The rise of dot-brands was predicted from the start of the new gTLD program but end users probably haven't seen many yet. Some attendees said they had already started rolling out their new infrastructures internally. There are a few reasons big business in particular could be interested in acquiring gTLDs: brand awareness is an obvious one, as if you control a gTLD, you determine who can use it (i.e. just you) rather than sharing .com or .biz or .pizza with all and sundry. "By having our own space, it's our own little kingdom," said one attendee.
It also means less of a struggle to acquire already-taken .com sites when launching a new product, and, at the most basic, it stops someone else grabbing that bit of internet real estate.
With increased concern about keeping the web open and equal, it might feel somewhat unsettling to see big companies essentially buy up their territory on the web and mark it with their branded gTLD flag. But Atallah insists that smaller companies—or individuals—aren't at a disadvantage, even if they can't afford their own domain on the top level (it costs $185,000 to apply for a new gTLD, and then you have to maintain it).

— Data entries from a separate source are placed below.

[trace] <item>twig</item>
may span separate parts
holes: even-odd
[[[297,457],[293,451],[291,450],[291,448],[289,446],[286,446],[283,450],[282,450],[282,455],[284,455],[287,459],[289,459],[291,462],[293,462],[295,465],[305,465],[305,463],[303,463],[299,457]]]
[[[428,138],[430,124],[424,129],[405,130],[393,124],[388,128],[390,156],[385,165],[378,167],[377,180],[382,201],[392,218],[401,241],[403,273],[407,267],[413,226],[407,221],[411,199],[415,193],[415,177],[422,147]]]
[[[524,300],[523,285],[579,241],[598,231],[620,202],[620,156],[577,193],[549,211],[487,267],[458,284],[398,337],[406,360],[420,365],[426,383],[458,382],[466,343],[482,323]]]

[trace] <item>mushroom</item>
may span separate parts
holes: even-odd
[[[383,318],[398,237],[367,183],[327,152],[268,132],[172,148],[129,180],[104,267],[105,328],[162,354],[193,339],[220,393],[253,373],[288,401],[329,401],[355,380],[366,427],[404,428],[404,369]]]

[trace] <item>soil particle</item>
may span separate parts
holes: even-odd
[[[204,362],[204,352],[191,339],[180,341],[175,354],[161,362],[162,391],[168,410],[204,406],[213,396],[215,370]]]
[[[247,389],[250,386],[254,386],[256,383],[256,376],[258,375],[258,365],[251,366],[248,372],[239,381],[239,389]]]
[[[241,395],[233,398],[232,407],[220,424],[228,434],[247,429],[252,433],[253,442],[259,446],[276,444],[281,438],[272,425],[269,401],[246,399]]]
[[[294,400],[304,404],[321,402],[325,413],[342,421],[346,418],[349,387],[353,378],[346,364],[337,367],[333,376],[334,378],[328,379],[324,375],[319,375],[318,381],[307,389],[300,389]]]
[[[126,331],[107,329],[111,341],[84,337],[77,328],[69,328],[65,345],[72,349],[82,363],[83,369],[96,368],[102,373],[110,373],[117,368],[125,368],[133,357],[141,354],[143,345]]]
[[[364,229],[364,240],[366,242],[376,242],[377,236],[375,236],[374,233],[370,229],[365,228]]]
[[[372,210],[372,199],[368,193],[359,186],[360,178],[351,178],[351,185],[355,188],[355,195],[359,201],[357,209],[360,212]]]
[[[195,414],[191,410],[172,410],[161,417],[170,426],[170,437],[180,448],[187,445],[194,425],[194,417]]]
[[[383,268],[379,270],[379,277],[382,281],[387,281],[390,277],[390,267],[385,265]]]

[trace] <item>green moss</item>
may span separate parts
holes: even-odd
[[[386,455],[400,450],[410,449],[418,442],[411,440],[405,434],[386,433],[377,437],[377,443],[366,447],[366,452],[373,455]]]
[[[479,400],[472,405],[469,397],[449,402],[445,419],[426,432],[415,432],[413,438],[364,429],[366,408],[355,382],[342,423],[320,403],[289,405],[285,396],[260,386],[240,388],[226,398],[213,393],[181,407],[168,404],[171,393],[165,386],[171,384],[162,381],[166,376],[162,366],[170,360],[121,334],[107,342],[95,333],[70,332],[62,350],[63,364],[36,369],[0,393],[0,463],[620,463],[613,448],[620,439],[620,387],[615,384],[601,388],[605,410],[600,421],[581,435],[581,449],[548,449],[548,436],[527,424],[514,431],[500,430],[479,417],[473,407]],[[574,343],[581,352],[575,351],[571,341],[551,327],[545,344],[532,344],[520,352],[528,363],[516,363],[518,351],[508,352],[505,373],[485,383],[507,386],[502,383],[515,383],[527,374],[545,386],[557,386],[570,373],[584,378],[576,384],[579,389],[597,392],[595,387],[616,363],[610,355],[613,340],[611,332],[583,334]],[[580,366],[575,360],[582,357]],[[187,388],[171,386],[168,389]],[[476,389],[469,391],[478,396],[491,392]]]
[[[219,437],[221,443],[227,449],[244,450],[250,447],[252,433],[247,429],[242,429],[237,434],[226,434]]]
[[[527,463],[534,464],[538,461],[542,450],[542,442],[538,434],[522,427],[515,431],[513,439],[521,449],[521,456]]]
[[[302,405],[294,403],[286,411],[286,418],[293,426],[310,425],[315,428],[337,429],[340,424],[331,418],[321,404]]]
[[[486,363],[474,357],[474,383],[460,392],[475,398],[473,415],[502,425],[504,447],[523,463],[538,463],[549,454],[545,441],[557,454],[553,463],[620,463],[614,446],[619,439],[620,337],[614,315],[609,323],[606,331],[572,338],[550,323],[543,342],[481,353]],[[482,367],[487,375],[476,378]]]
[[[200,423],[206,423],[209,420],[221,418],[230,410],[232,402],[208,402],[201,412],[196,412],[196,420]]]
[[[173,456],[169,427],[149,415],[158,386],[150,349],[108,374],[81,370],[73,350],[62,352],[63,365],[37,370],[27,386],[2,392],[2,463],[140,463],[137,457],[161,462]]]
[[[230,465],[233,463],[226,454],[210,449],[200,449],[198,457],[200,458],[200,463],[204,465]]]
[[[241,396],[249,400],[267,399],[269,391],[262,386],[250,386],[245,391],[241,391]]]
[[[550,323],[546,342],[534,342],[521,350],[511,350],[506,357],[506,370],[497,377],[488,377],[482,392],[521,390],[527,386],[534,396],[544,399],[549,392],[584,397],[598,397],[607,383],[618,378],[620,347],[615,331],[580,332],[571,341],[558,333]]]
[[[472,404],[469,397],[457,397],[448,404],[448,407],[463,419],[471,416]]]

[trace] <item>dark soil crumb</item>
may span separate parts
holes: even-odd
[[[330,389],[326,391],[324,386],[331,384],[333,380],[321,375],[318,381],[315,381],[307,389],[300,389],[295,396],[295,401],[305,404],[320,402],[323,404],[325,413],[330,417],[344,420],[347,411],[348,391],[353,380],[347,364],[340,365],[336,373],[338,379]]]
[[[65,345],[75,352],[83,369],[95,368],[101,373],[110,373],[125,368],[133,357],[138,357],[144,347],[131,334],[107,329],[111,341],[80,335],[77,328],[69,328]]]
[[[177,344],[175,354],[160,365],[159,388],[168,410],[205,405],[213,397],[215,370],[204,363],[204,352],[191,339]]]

"In reality, having a domain name at the second level [as in "vice" in vice.com] and having a top-level domain is not that much different if you can associate with it," he said, emphasising the need for brands to market their digital presence to their customer base regardless where their dot falls. "If you establish that at the second level or you establish that at the top level, that's two sides of the same coin," he added.
For their part, the new gTLD users emphasised the benefits of having control over the security features of the top-level domain, and the added trust for consumers who would know from the brand suffix that they're on a legitimate site and not a spoof.

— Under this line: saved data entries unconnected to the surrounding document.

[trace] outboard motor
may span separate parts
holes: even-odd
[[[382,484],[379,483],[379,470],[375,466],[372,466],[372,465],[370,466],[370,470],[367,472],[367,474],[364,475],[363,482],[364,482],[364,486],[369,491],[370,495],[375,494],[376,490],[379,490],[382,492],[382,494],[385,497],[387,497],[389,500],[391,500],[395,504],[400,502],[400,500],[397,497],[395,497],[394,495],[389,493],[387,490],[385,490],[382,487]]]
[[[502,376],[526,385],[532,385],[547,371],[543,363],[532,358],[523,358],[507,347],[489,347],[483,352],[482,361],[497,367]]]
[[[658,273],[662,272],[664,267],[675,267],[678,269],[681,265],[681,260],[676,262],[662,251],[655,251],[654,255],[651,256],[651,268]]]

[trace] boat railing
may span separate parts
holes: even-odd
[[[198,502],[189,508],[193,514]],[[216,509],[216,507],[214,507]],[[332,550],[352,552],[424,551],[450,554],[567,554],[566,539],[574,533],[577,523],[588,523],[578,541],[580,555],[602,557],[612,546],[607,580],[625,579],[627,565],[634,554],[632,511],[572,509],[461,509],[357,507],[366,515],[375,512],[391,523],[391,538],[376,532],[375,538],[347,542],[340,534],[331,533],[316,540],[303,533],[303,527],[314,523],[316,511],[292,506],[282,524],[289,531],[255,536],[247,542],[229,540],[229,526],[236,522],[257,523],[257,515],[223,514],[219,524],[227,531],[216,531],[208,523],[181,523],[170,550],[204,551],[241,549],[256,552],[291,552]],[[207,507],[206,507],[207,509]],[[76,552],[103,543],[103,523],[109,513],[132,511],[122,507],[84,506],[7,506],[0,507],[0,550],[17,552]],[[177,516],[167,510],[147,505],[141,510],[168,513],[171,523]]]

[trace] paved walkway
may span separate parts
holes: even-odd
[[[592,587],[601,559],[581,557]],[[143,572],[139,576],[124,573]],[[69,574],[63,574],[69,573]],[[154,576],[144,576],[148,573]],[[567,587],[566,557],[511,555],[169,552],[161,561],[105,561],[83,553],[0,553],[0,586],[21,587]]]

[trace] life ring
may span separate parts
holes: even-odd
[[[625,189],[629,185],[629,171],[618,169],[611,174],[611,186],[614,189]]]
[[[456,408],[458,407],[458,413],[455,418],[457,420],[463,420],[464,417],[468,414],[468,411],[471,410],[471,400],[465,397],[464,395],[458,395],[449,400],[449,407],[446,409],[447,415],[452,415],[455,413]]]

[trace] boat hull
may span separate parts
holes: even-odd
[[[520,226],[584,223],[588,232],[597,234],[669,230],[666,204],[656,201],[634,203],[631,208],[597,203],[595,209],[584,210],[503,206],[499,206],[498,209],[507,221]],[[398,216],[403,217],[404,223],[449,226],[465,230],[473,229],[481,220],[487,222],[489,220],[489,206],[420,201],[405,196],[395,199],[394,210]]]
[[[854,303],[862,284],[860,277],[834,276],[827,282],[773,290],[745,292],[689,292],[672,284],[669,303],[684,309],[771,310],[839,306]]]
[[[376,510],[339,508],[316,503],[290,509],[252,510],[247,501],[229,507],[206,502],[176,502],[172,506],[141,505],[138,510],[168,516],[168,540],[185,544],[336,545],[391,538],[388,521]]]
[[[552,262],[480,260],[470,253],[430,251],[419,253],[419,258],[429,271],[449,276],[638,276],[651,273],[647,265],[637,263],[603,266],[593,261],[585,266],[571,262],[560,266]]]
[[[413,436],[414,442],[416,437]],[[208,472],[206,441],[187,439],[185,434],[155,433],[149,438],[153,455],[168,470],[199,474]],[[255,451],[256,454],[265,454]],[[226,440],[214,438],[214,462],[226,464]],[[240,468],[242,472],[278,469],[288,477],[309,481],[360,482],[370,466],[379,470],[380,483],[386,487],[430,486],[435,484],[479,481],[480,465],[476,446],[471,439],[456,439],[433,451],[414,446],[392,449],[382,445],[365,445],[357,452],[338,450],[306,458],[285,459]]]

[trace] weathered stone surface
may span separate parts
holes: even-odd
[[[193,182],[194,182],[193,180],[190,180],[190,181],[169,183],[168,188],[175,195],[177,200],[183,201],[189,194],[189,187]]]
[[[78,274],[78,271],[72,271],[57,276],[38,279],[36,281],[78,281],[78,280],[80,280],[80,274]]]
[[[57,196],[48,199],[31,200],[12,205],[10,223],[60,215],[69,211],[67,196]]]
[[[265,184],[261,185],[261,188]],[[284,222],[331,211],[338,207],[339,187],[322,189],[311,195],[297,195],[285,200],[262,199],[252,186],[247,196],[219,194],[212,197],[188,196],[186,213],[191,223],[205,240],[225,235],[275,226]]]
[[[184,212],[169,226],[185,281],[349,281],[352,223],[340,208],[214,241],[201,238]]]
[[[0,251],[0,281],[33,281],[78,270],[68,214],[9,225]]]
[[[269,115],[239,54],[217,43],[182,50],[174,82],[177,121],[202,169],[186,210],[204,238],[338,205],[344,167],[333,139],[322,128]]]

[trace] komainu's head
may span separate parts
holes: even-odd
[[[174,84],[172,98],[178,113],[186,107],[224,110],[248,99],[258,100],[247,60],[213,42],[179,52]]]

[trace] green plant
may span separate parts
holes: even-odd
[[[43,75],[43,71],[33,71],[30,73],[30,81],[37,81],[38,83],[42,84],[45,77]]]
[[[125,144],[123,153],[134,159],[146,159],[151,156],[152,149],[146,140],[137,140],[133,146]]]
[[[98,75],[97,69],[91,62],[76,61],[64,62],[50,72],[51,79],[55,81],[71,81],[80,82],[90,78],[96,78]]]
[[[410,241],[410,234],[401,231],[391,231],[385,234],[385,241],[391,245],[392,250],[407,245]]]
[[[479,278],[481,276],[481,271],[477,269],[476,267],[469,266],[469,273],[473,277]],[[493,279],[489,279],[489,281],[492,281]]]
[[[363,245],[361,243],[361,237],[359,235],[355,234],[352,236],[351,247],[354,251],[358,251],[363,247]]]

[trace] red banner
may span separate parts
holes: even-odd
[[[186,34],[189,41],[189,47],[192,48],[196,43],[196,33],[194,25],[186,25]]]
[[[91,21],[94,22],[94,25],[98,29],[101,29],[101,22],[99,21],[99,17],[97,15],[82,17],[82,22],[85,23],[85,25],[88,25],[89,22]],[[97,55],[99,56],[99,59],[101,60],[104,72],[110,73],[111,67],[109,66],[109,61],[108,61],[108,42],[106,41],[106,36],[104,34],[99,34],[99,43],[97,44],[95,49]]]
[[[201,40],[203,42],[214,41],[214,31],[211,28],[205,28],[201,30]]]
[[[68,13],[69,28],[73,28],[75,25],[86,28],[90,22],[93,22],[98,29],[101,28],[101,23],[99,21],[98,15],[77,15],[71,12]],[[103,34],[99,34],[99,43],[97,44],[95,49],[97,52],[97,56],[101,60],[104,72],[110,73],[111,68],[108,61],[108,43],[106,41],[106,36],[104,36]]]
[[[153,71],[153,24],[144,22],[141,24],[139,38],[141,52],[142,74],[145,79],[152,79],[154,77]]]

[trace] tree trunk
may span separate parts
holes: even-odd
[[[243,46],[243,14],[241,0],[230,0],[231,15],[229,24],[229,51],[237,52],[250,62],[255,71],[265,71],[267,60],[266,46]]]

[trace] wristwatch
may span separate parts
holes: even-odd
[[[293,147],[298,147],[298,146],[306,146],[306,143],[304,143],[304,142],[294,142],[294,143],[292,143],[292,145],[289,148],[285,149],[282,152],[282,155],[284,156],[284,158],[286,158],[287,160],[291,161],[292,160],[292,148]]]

Will we even notice domains when we interact with online services in the next five or ten years?
As the dot-brands start rolling out, some challenges remain. Several complained of trouble communicating with ICANN, a rather labyrinthine organisation that's also in the process of a major transition away from a US government contract to a new multi-stakeholder model that hasn't been without its own contentions.

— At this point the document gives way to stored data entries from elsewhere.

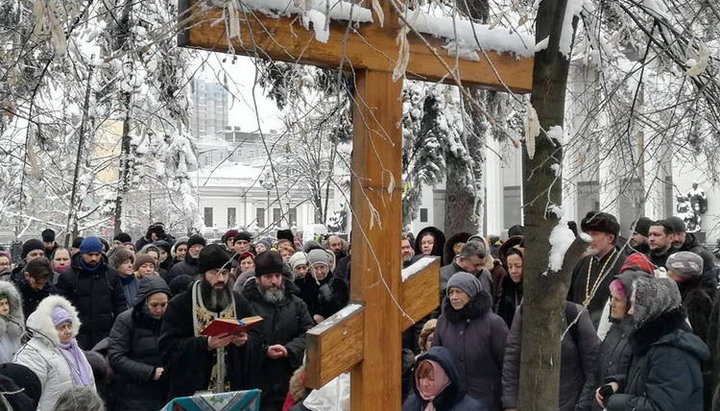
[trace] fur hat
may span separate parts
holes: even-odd
[[[135,256],[135,264],[133,264],[133,271],[137,271],[142,267],[143,265],[147,263],[152,263],[153,266],[157,266],[157,263],[155,262],[155,259],[152,258],[150,254],[144,254],[140,253]],[[128,303],[132,303],[132,301],[128,301]]]
[[[459,288],[471,299],[477,295],[482,289],[480,280],[474,275],[466,273],[464,271],[453,274],[447,283],[447,292],[450,292],[451,288]]]
[[[624,271],[643,271],[648,274],[655,273],[655,267],[653,267],[650,260],[648,260],[647,256],[643,253],[632,253],[627,258],[625,258],[625,262],[620,267],[620,272]]]
[[[435,332],[436,328],[436,318],[427,320],[427,322],[423,325],[422,331],[420,331],[420,336],[418,337],[418,347],[420,347],[420,352],[425,352],[425,345],[427,344],[428,337],[430,337],[430,334]]]
[[[8,362],[0,364],[0,375],[10,378],[33,401],[33,407],[37,407],[42,395],[42,384],[33,370],[22,364]]]
[[[699,278],[703,272],[703,259],[691,251],[680,251],[668,257],[665,267],[684,279]]]
[[[259,277],[263,274],[282,274],[283,259],[277,251],[265,251],[255,257],[255,276]]]
[[[272,239],[265,237],[262,240],[258,241],[257,244],[262,244],[267,248],[268,250],[272,248]]]
[[[223,244],[231,238],[233,239],[233,242],[235,242],[235,236],[237,235],[237,233],[238,233],[238,230],[227,230],[221,238]]]
[[[278,240],[288,240],[291,244],[295,242],[295,236],[293,235],[292,230],[278,230],[276,237]]]
[[[296,252],[290,257],[288,265],[290,265],[290,268],[293,270],[299,265],[308,265],[307,255],[302,251]]]
[[[190,239],[192,239],[192,237],[190,237]],[[188,245],[189,244],[190,243],[188,243]],[[200,256],[198,257],[198,273],[203,275],[206,271],[222,267],[229,269],[229,261],[230,258],[225,247],[219,244],[210,244],[200,251]]]
[[[305,246],[303,247],[303,251],[305,252],[305,254],[307,254],[307,253],[309,253],[310,251],[315,250],[315,249],[318,249],[318,248],[319,248],[319,249],[323,249],[323,247],[322,247],[317,241],[310,240],[310,241],[306,241],[306,242],[305,242]]]
[[[52,243],[55,241],[55,231],[52,228],[46,228],[40,233],[43,242]]]
[[[117,233],[117,235],[113,238],[113,241],[120,241],[121,243],[132,243],[132,237],[130,237],[130,234],[128,233]]]
[[[52,313],[55,307],[63,308],[70,315],[72,337],[75,338],[80,331],[80,318],[78,317],[77,310],[70,301],[59,295],[51,295],[40,301],[38,307],[28,317],[27,328],[38,331],[36,335],[49,338],[51,342],[57,346],[60,345],[60,338],[58,337],[52,320]]]
[[[635,328],[682,306],[677,284],[670,278],[640,277],[633,282]]]
[[[188,246],[188,248],[190,248],[190,247],[192,247],[192,246],[194,246],[194,245],[198,245],[198,244],[201,245],[201,246],[203,246],[203,247],[205,247],[205,246],[207,245],[207,242],[205,241],[205,239],[204,239],[201,235],[193,234],[193,235],[191,235],[190,238],[188,238],[188,240],[187,240],[187,246]]]
[[[620,224],[617,218],[609,213],[601,211],[591,211],[587,213],[580,223],[580,228],[584,232],[599,231],[601,233],[613,234],[615,237],[620,233]]]
[[[111,248],[110,251],[108,251],[107,256],[108,264],[114,269],[117,269],[120,264],[128,260],[135,262],[135,254],[128,250],[128,248],[124,245],[116,245]]]
[[[73,238],[72,244],[70,245],[72,248],[80,248],[80,245],[82,244],[84,237],[75,237]]]
[[[42,241],[37,238],[31,238],[25,241],[22,245],[22,254],[20,255],[23,259],[34,250],[44,250]]]
[[[643,237],[648,237],[649,231],[650,231],[650,225],[652,224],[652,220],[647,217],[640,217],[635,222],[635,230],[634,232],[640,234]]]

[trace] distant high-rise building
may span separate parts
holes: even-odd
[[[225,78],[223,77],[223,81]],[[202,78],[192,80],[193,110],[190,129],[195,139],[217,136],[228,125],[228,92],[223,84]]]

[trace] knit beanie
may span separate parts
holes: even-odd
[[[80,243],[80,254],[101,253],[102,251],[103,244],[98,237],[85,237],[82,243]]]
[[[27,257],[28,254],[30,254],[33,250],[43,250],[43,243],[42,241],[38,240],[37,238],[31,238],[27,241],[25,241],[22,245],[22,258]]]
[[[155,259],[150,254],[137,254],[135,256],[135,264],[133,264],[133,271],[137,271],[146,263],[152,263],[153,267],[156,265]]]
[[[614,215],[600,211],[591,211],[585,215],[580,228],[584,232],[599,231],[601,233],[613,234],[615,237],[620,233],[620,224]]]
[[[703,260],[691,251],[680,251],[668,257],[665,267],[684,279],[699,278],[703,272]]]
[[[43,230],[40,236],[42,237],[42,240],[46,243],[52,243],[55,241],[55,231],[53,231],[51,228],[46,228],[45,230]]]
[[[266,251],[255,257],[255,276],[263,274],[282,274],[283,259],[277,251]]]
[[[53,308],[51,316],[53,325],[55,327],[66,322],[72,322],[72,317],[70,317],[70,313],[59,305]]]
[[[179,276],[173,278],[170,280],[170,292],[172,293],[173,297],[184,293],[187,291],[188,288],[190,288],[190,284],[194,283],[193,278],[190,277],[187,274],[180,274]]]
[[[684,233],[686,230],[685,221],[675,216],[666,218],[665,226],[670,229],[671,233]]]
[[[325,250],[317,248],[307,253],[307,262],[308,265],[315,265],[317,263],[323,263],[328,266],[330,265],[328,263],[328,254]]]
[[[635,328],[682,306],[677,284],[670,278],[640,277],[633,282]]]
[[[190,237],[190,240],[192,240],[192,237]],[[190,242],[188,241],[188,246],[189,245]],[[225,247],[220,244],[210,244],[200,251],[200,256],[198,257],[198,272],[200,275],[203,275],[209,270],[215,270],[223,267],[229,269],[229,261],[230,258],[225,250]]]
[[[637,222],[635,222],[635,232],[640,234],[641,236],[648,237],[650,235],[651,225],[651,219],[647,217],[640,217],[638,218]]]
[[[655,267],[653,267],[650,260],[648,260],[647,256],[643,253],[632,253],[627,258],[625,258],[625,262],[620,267],[620,272],[623,271],[644,271],[648,274],[655,273]]]
[[[198,244],[205,247],[207,245],[207,242],[205,241],[205,239],[202,236],[197,235],[197,234],[191,235],[190,238],[188,238],[188,240],[187,240],[188,248],[190,248],[194,245],[198,245]]]
[[[318,249],[318,248],[321,249],[321,250],[323,249],[323,247],[322,247],[317,241],[310,240],[310,241],[306,241],[306,242],[305,242],[305,246],[303,247],[303,251],[305,252],[305,254],[307,254],[307,253],[309,253],[310,251],[315,250],[315,249]]]
[[[627,291],[625,291],[625,287],[620,280],[612,280],[610,283],[610,294],[617,295],[623,300],[627,300]]]
[[[227,230],[225,231],[225,234],[223,234],[221,240],[223,243],[225,243],[229,239],[233,239],[233,242],[235,241],[235,236],[237,235],[238,230]]]
[[[121,242],[122,244],[125,244],[125,243],[131,243],[131,242],[132,242],[132,238],[130,237],[130,234],[128,234],[128,233],[118,233],[118,234],[113,238],[113,241],[119,241],[119,242]]]
[[[235,237],[233,237],[234,241],[247,241],[248,243],[252,241],[252,235],[248,233],[247,231],[240,231],[239,233],[235,234]]]
[[[448,280],[447,291],[450,292],[451,288],[459,288],[471,299],[480,292],[482,285],[480,281],[472,274],[460,271],[453,274]]]
[[[271,238],[263,238],[262,240],[257,242],[258,244],[262,244],[267,248],[268,250],[272,248],[272,239]]]
[[[308,265],[307,255],[302,251],[298,251],[290,257],[288,264],[293,270],[299,265]]]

Another question around using branded gTLDs is what naming structure to put in place before the dot, especially for international companies that want to provide similar sites in different languages. There are currently struggles over allowing people to use the two-letter country codes—like .fr for France—as the second-level domain, for example in cc.brandname. Many are also eagerly observing how new gTLDs will affect a site's performance in search results.
More fundamentally, there's the question of whether domain names will be all that useful anyway in the near future. With the rise of apps and other technologies such as the Internet of Things, which offer user interfaces without the URL bar, will we even notice domains when we interact with online services in the next five or ten years?
Unsurprisingly, Atallah thinks domains are here to stay, if only because having a unique online identifier that you can spell and pronounce is easier to share and promote than, say, an image or a QR code. "Today you have maps on your phone; you still have your address though," he said. "You don't use longitude and latitude coordinates to find where you want to go."
Whatever the top-level component, he sees them as a standard part of people's internet presence as other innovations thrive. "I think there'll be a mix of ways to access content on the internet, but having a domain name will always remain there," he said. "And it's such a cheap thing to have, it doesn't cost that much money, that it'll always be there."